Punto quarto: l’anima che seguirà la giustizia riceverà ricompense sia in vita sia dopo la morte
Per contemplare a fondo l’anima nella sua purezza e nella sua vera natura è necessaria la ragione. In questo caso, si noterà che il bene supremo dell’anima è la giustizia, alla quale e a tutte le altre virtù vanno rese quelle ricompense che sono concesse all’anima dagli uomini e dagli dei tanto durante la vita dell’uomo quanto dopo la sua morte. Questo perché la realtà della giustizia procura dei beni e non inganna, anzi queste anime saranno amate dagli dei, che possono donare loro tutto ciò che è donato nel migliore modo possibile. Ma queste ricompense e questi doni degli dei non sono nulla in confronto di quelle serbate al giusto e all’ingiusto dopo la morte. Per spiegare il diverso percorso delle anime, Platone ricorre al mito di Er. I contenuti di questo mito sono ispirati in maniera rilevante dai miti orfici e pitagorici della metempsicosi, ma contiene anche l'affermazione di una nuova responsabilità etica nei confronti del proprio destino dopo la morte.

Er è un eroe guerriero della Panfilia morto in battaglia il cui corpo, mentre stava per essere arso, si ridesta raccontando quello che ha potuto vedere dell’aldilà. Se le anime che erano state pie in vita andavano in “Paradiso”, quelle cattive si fermavano in una zona intermedia tra Infermo e Paradiso, il "Purgatorio", nel quale potevano ancora aspirare al perdono attendendo 1000 anni. Passato questo periodo, senza motivazione logica, potevano reincarnarsi.
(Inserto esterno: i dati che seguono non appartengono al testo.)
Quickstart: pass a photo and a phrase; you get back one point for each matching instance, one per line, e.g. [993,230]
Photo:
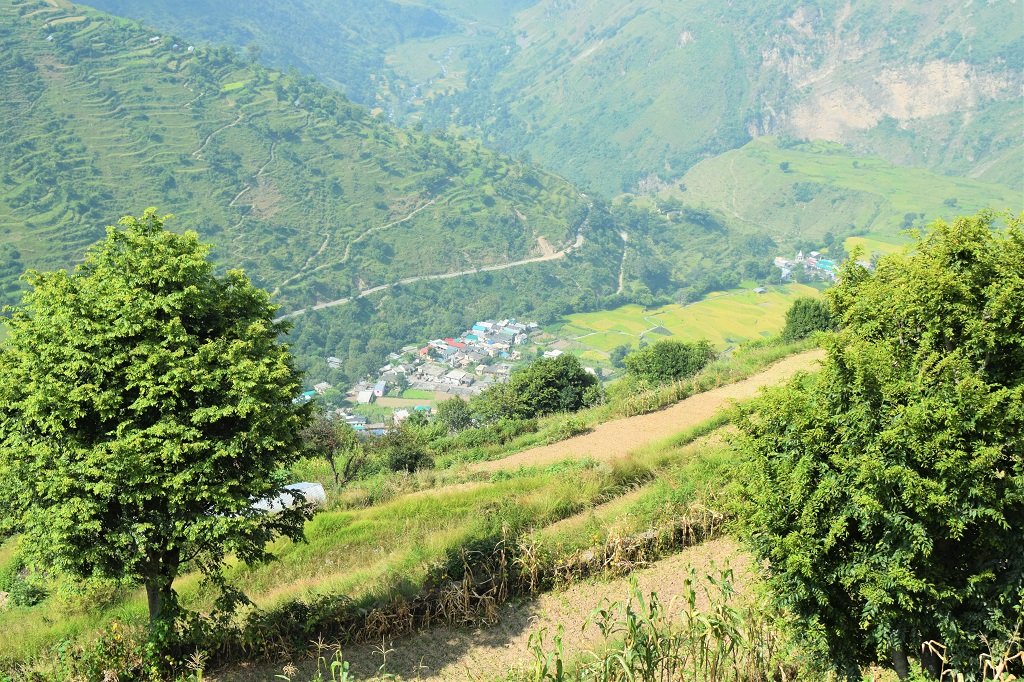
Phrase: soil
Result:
[480,653]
Dove risiede la responsabilità etica? Lo si comprende nel discorso iniziale pronunciato da Lachesi, una delle tre Parche:

… non è un demone che estrarrà la vostra sorte, ma siete voi ch sceglierete il vostro demone.[…] La virtù non tollera padroni; ognuno ne parteciperà più o meno secondo che la onorerà del proprio destino; Iddio è fuori causa”
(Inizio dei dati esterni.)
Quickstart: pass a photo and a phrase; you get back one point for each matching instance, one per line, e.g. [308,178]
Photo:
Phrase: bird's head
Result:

Tiriamo le somme: il poeta tragico con la propria opera è talmente lontano dal vero che potrebbe distrarre il lato più saggio dell’uomo e creare attenzione verso quello passionale, distraendo l’uomo/governante dallo svolgimento delle responsabili mansioni politiche dello Stato. Ma non è soltanto la vita politica ad interessare Platone: intendiamoci il tassello conclusivo de La Repubblica è etico! L’uomo dovrebbe seguire determinate virtù nella sua vita sociale, politica e culturale non perché sia obbligato. Si ricordi che Platone non disdegna l’arte nella sua totalità, bensì l’abuso o il suo uso non giustificato e non giustificabile. Il discorso di Platone, dunque, verte sul finale su questioni di estremo piacere: siamo noi gli artefici del nostro destino, si devono compiere scelte di giudizio e non lasciarsi abbagliare dall'apparenza brillante di certe vite, che potrebbero celare, invece, celano peccato ed infelicità.

“Ma se voi darete retta a me, convinti che la nostra anima è immortale e capace di soffrire tutti i mali come di godere tutti i beni, noi seguiremo sempre la via che conduce in alto, e praticheremo in ogni modo la giustizia insieme con la saggezza. Così noi sapremo amici a noi stessi e agli dei, non solo mentre viviamo qui, ma anche quando avremo riportato i premi della giustizia, come vincitori dei giochi che raccolgono i doni degli amici, e saremo felice tanto su questa terra quanto in quel viaggio di mille anni che abbiamo descritto.”